Switzerland is divided unequally into four cultural regions based on the predominant language spoken: German, French, Italian, and Romansh.  The cuisines of these four regions are distinct, but there are also overlaps.  Italian pasta, for example, is popular throughout Switzerland. Some dishes are much more localized.  Since I am a big fan of barley soups I have chosen Bündner Gerstensuppe, a barley soup from the Romansh region of Graubünden as my recipe of the day. If you use vegetable stock this will be a vegetarian dish.  I prefer to use a light beef stock.  It is not uncommon to find this soup make with ham hocks or bacon which you can add if you desire.


Bündner Gerstensuppe


1 cup barley
½ knob of celeriac
2 carrots, peeled and diced
2 potatoes, peeled and diced
½ white cabbage, shredded
1 leek, thinly sliced
2 tbsp oil
4 cups stock
salt and freshly ground pepper
2 tbsp cream


Rinse the barley under running water and then leave to soak overnight.

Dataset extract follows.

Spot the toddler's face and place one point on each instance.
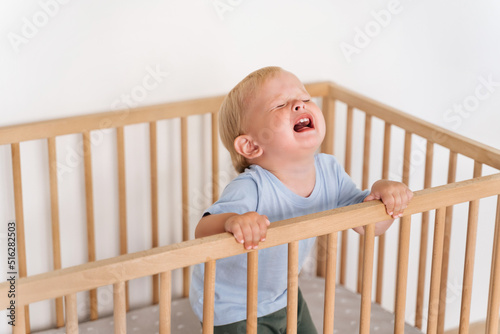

Heat the oil over medium heat in a large saucepan and sauté the celeriac, carrots, leek, and cabbage until they are softened but not .

Add the barley and stock. Bring to the boil and then simmer for about 2 hours or until the barley is tender.

Adjust the salt if necessary, add a few grinds of black pepper, and serve with a dollop of cream in the middle.